Defending Big Ten champs open conference with a bang

Jim Schortemeyer

The easiest part of the schedule was supposed to be over by now, but with their 3-0 win at Iowa Friday, the Gophers women’s soccer team continued to make winning look simple.
The Gophers dominated on both ends of the field — as they had in earlier games against Minnesota-Duluth and Wisconsin-Green Bay — and showed no signs of a slowdown after losing their top two players from a season ago.
The Hawkeyes came into the Minnesota game undefeated, but with the Friday loss they dropped to 3-1-1. The Gophers’ record improved to 4-1, with their only loss coming in the season opener against Cincinnati.
Minnesota opened the scoring in the 15th minute, when junior forward Nicole Lee scored from the left side of the box for the first of her two goals.
Sophomore forward Laurie Seidl knocked in a corner kick to give the Gophers a 2-0 lead less than 20 minutes later, her ninth goal in four games. Heading into the game, Seidl led the nation in goals per game and was third in points per game.
Lee slammed in her second goal of the game from 10 yards out in the 64th minute.
Minnesota coach Sue Montagne said she was pleased with the performances of Lee and Seidl, who are trying to pick up the scoring load left behind by record-setting forwards Jennifer McElmury and Jennifer Walek.
“The forwards had players all over them,” Montagne said. “They had to play a very tough game.”
But they had some help, too; freshman Samantha Meyers, a high school All-American from Maryland, assisted on Seidl’s goal.
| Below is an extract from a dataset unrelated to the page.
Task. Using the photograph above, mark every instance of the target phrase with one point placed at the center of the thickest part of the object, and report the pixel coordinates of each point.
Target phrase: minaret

Lee’s scores were set up by veterans Kelly Shea and Amy Koehler.
Iowa played a physical game, hoping to shake up the Gophers offense. The Hawkeyes were called for 16 fouls, and Jenny Sturm earned a yellow card near the end of the game.
The strategy didn’t seem to work very well, as Minnesota’s ball-control offense still generated some very lopsided statistics. The Gophers outshot the Hawkeyes 30-5, and goalkeeper Dana Larson was called upon to make just one save. Minnesota also had seven corner kicks to Iowa’s zero.
“We had the ball the majority of the time,” defender Erika Kruse said. “They weren’t in our area more than two or three times.”
The Iowa game was typical of Minnesota’s style to date — lots of offense, leading to little need for defense. Excluding the season-opening 1-0 loss to Cincinnati, the Gophers haven’t allowed more than five shots on goal in a game.
The Gophers visit Washington State Monday before returning home to face conference rival Wisconsin Friday afternoon at the St. Paul Soccer Field.
The Wisconsin game will be Minnesota’s third Big Ten conference game, and could go a long way in determining whether the Gophers will meet the goals they set over the summer.
“I’d like to see us repeat as Big Ten Champions and go undefeated in the Big Ten,” junior defender Vanessa Touset said.
The Kicks
ù Seidl, a sophomore, was an honorable mention choice for player of the week by College Soccer Weekly. She had hat tricks in two consecutive games, and eight goals on 12 shots overall. Seidl is the second player in Gopher history to score consecutive hat tricks.
ù Lee’s five goals this season move her into sole possession of fifth place on the all-time scoring list with 26 goals. Erin Hussey is in fourth place with 29 goals; Jennifer Walek is first with 60.
ù Minnesota will not face a ranked team until next Sunday, when they face No. 19 Northwestern. The following week, the Gophers run into No. 10 Michigan and eighth-ranked Penn State.